Moreover, which of us knows that we are being subject to airborne pollutants that will shorten our lives as we go about our daily business – or, even if we did, could link a specific pollutant to its specific profit-generating source?

We also know that the majority of workplace injuries and work-related ill-health never get reported. So the state of data in this area makes it very difficult to undertake the X causes Y type logic that would satisfy the intellectuals at the Adam smith institute.

Of course, what we can do is point to specific cases of death, injury or illness associated with an obvious form of non-compliance with law that would have been picked up by an inspection had there been one.

Radio Five Live, which today broadcast on issues covered by the Briefing, interviewed Debbie, a woman in Kirby whose 10 year old daughter was hospitalised with salmonella poisoning.

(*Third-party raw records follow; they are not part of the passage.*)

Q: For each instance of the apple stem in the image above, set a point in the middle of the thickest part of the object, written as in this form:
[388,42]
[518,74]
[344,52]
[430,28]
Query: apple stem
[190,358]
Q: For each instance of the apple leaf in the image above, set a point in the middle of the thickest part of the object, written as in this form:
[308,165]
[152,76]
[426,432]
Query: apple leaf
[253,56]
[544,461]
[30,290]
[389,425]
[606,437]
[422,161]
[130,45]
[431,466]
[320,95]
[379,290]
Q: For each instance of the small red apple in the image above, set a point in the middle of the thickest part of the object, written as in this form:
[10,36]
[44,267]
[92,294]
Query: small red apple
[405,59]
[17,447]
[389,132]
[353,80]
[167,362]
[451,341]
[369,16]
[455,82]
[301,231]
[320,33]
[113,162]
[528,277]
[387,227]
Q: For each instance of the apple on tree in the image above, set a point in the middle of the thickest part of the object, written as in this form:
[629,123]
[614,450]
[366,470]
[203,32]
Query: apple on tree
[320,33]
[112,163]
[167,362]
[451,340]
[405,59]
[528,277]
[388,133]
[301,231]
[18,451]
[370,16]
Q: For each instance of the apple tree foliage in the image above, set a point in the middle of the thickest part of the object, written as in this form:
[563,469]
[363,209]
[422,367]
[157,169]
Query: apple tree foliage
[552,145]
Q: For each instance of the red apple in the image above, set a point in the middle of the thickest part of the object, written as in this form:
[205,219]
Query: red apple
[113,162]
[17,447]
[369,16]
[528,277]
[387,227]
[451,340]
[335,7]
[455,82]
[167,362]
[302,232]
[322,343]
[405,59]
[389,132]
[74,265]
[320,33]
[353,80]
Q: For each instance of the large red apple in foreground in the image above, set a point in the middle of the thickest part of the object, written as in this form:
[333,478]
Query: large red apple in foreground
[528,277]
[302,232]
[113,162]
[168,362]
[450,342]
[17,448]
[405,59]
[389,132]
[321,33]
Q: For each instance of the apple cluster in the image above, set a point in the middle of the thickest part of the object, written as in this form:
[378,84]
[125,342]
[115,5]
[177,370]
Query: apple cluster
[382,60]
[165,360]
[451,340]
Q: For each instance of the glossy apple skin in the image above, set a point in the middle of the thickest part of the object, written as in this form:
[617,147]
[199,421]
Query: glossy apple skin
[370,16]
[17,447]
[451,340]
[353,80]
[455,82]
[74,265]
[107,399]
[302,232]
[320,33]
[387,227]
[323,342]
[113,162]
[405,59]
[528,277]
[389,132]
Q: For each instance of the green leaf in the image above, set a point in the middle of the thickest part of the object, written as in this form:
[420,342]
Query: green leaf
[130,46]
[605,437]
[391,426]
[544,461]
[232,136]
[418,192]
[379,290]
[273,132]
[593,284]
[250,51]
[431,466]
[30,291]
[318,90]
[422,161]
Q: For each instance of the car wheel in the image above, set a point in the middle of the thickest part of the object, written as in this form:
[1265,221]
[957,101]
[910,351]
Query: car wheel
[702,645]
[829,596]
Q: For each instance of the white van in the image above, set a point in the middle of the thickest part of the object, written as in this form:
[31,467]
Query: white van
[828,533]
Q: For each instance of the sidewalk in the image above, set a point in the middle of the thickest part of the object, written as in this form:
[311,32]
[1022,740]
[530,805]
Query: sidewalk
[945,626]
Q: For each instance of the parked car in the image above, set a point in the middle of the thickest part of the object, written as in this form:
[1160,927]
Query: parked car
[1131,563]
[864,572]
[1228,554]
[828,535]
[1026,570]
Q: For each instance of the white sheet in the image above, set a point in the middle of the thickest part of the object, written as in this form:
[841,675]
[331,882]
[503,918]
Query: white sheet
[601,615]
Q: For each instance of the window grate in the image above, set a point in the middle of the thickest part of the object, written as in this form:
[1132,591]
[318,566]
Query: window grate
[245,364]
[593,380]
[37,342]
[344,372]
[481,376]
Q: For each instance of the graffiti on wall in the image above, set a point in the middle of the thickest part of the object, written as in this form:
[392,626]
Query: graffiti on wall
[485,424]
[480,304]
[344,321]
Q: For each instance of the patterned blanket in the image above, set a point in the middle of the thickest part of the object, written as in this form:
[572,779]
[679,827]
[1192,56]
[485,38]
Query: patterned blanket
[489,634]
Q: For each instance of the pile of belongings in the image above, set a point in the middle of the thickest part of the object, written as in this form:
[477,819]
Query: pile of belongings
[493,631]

She was one of over 50 people in the area who contracted the illness after eating food from a takeway. Contrary to Food Standards Agency statutory guidance, the business had not been formally inspected in 2 years.

Finally, the equation of lesser enforcement with greater risk seems likely even on a common-sense level. Consider this. The average workplace regulated by a local authority health and safety inspector is now statistically likely to receive a visit from an inspector once every 20 years. I would imagine all of us, however civic minded and potentially law abiding, would be less likely to buy a train or tube ticket if we knew we would only be checked that we had it once every 20 years.

The increasing non-enforcement of law seems likely to equate to more widespread law breaking, and, in the areas with which my Briefing is concerned, greater risk. Intuitive, common-sense? I think so.

Not that common-sense is something that is readily associated with the free marketeers at the Adam Smith Institute.